The novel insight into anti-inflammatory and anxiolytic effects of psychobiotics in diabetic rats: possible link between gut microbiota and brain regions.

Abstract

Type 2 diabetes mellitus (T2DM) was associated with gut microbial impairment (dysbiosis) and neurological and behavioral disorders. The role of the gut-brain axis in the management of many diseases including T2DM has been the focus of much research activity in the recent years. However, a wide knowledge gap exists about the gut microbial effects on the function of glia cells. Hence, the present study was aimed to examine the effects of psychobatics on dysbiosis and glia cells function in enteric and central nervous system with an inflammatory insight in T2DM. Thirty rats were treated by Lactobacillus (L.) plantarum, inulin, or their combination (synbiotic) for 8weeks after inducing T2DM. Fecal sample was collected to evaluate gut microbial composition.

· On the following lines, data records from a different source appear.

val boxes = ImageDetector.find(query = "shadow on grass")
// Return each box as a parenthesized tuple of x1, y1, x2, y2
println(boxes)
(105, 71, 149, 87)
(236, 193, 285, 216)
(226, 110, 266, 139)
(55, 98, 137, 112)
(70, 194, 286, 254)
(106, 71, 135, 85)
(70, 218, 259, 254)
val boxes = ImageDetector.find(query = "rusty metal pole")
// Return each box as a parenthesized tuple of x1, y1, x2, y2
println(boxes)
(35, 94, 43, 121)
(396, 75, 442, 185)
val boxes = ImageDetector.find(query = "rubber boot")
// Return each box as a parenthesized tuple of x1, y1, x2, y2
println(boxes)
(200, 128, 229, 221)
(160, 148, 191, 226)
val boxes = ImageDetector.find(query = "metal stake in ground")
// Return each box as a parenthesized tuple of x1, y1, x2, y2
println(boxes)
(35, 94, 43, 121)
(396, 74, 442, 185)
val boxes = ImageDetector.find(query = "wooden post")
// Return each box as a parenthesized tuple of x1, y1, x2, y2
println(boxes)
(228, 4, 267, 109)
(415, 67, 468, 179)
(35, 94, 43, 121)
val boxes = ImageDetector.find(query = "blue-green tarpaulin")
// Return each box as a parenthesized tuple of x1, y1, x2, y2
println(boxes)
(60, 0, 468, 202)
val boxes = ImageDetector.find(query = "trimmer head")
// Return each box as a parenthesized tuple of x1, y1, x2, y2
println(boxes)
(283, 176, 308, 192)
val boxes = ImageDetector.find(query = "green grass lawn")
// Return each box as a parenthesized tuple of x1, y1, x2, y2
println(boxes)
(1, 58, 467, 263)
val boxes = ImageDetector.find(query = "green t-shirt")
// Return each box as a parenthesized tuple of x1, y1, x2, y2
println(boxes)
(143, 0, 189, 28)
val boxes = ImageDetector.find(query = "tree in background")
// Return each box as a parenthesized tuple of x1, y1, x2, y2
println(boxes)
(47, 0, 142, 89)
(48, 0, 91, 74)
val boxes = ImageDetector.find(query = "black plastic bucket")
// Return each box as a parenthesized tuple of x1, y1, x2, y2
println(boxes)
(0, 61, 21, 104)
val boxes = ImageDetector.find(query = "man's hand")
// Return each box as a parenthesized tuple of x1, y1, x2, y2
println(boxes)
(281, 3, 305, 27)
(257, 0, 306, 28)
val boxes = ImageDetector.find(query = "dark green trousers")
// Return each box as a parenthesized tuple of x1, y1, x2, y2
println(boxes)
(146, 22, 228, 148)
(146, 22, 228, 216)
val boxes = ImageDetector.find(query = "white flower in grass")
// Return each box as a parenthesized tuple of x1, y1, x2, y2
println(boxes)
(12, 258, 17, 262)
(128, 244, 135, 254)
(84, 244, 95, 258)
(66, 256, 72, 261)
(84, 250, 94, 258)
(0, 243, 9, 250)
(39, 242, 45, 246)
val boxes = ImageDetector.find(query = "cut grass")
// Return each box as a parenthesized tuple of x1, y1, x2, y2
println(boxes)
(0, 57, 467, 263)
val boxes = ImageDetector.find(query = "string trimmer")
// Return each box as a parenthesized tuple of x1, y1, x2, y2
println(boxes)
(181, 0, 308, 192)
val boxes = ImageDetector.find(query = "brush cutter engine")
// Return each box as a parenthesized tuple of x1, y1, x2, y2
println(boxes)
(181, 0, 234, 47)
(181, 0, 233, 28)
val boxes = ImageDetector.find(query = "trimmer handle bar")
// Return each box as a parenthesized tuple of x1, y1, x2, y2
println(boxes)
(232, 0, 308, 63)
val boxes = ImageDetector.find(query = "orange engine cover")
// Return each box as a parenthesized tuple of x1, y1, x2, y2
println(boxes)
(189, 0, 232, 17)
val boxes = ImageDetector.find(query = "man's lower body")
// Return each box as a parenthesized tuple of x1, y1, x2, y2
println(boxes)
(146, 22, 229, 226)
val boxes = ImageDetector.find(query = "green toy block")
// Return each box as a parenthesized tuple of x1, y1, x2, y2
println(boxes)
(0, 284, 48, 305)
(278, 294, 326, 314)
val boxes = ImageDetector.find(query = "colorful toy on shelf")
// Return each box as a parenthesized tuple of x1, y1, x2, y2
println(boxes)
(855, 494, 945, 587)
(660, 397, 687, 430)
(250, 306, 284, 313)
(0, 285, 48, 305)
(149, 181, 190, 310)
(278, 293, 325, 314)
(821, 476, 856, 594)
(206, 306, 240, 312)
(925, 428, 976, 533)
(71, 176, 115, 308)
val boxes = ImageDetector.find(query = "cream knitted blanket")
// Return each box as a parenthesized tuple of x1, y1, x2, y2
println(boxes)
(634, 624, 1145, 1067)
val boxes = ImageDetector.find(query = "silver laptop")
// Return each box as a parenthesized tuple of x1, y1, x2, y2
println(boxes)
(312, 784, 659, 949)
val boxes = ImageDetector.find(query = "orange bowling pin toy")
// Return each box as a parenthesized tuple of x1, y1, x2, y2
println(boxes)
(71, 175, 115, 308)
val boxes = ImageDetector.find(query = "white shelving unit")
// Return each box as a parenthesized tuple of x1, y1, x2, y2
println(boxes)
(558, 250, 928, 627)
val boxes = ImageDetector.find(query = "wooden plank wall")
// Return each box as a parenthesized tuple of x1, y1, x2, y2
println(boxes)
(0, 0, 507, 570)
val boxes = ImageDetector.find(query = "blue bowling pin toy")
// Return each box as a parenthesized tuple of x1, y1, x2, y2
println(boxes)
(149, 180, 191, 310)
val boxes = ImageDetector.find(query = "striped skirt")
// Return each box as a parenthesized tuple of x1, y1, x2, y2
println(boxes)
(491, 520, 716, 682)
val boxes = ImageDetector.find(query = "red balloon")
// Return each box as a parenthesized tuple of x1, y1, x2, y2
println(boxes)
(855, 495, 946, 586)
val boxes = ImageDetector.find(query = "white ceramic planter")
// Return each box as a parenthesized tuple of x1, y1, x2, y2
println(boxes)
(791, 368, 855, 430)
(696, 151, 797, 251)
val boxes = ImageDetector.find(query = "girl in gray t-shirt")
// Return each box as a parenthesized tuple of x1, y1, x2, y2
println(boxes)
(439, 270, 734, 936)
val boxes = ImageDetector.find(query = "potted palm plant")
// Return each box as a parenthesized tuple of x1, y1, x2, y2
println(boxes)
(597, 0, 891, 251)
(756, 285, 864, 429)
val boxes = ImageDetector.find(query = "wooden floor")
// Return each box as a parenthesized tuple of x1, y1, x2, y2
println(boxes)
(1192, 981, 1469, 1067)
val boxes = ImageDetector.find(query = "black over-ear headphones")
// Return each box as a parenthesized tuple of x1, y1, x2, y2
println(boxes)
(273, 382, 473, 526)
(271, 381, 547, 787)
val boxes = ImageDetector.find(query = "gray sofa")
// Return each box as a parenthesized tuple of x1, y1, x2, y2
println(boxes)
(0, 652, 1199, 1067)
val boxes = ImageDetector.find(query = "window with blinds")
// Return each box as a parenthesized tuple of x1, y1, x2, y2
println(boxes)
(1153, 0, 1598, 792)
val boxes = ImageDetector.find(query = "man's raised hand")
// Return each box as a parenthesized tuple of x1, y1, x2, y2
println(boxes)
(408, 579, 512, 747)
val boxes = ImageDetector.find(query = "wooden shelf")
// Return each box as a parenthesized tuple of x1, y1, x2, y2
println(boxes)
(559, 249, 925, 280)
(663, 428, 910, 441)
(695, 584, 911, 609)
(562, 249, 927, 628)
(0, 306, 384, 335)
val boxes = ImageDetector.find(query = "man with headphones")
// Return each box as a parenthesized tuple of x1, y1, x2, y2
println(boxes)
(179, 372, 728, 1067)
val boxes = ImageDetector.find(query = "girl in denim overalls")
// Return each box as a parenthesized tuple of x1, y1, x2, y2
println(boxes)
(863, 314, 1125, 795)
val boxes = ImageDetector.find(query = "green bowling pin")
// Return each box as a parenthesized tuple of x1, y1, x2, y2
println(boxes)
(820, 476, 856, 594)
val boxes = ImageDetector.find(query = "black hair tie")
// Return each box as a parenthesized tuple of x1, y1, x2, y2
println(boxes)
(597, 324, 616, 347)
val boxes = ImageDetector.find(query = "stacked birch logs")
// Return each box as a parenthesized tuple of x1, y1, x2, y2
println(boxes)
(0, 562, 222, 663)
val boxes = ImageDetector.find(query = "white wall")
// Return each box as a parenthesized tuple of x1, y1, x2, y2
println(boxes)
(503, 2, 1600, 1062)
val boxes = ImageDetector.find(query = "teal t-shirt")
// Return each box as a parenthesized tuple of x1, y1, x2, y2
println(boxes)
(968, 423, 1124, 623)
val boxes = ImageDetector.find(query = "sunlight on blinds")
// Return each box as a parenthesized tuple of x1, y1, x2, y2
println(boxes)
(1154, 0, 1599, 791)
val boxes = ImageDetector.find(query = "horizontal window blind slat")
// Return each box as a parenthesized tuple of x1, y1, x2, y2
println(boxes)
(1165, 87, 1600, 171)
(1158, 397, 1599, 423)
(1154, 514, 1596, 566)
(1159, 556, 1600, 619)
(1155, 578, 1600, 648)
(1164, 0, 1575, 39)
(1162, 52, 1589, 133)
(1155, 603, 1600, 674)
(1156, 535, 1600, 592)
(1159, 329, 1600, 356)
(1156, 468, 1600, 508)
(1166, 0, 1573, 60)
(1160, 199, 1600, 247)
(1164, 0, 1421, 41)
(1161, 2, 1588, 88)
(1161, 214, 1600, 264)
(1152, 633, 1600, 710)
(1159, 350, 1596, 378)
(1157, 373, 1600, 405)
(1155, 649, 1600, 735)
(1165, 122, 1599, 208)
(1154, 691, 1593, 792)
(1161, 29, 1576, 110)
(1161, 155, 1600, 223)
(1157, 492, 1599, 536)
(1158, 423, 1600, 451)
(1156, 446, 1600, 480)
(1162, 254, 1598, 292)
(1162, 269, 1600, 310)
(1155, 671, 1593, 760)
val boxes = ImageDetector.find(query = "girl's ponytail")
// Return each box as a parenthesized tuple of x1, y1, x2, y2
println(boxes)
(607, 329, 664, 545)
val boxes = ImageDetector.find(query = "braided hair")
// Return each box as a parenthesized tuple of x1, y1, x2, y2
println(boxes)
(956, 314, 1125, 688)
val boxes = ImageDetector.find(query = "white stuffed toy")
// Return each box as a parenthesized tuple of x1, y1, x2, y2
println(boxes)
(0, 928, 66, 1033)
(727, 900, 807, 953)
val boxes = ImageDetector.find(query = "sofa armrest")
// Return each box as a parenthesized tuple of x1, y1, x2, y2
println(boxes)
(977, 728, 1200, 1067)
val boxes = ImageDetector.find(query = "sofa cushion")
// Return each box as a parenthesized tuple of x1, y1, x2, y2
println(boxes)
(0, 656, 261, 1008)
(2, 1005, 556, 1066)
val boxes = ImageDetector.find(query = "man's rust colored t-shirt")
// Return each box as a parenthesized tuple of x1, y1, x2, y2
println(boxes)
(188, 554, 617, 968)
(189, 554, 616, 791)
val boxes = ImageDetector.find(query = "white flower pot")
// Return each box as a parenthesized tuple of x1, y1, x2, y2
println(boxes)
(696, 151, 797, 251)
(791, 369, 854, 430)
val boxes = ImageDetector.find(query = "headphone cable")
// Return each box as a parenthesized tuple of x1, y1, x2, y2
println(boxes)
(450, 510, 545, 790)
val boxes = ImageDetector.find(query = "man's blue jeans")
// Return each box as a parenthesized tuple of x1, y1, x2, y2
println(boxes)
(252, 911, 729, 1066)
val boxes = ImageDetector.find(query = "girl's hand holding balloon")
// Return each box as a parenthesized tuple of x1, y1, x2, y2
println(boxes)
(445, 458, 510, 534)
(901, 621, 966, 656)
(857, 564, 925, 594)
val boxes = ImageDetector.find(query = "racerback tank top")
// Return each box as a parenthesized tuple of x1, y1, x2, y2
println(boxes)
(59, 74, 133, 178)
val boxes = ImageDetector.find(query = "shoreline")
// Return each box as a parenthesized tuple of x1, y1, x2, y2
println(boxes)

Then, the rats were sacrificed, and the colon, amygdala, and prefrontal cortex (PFC) were studied. T2DM resulted in dysbiosis and increased levels of glial cell-derived neurotrophic factor (GDNF), glial fibrillary acidic protein (GFAP), and inflammatory markers (IL-17, IL-6, and TLR-2) in the colon and brain. However, concurrent supplementation of L. plantarum and inulin could improve the gut microbial composition as well as reduce the levels of inflammatory cytokines. While the administration of L. plantarum led to a significant decrease in TLR-2 as well as GDNF and GFAP only in the amygdala, the synbiotic intake could make such changes in the colon, amygdala, and PFC. Our findings demonstrated an innovative approach to the beneficial effects of psychobiotics in neuroinflammation and behavioral performance through gut microbiota changes, focusing on possible role of glial cells in gut-brain axis.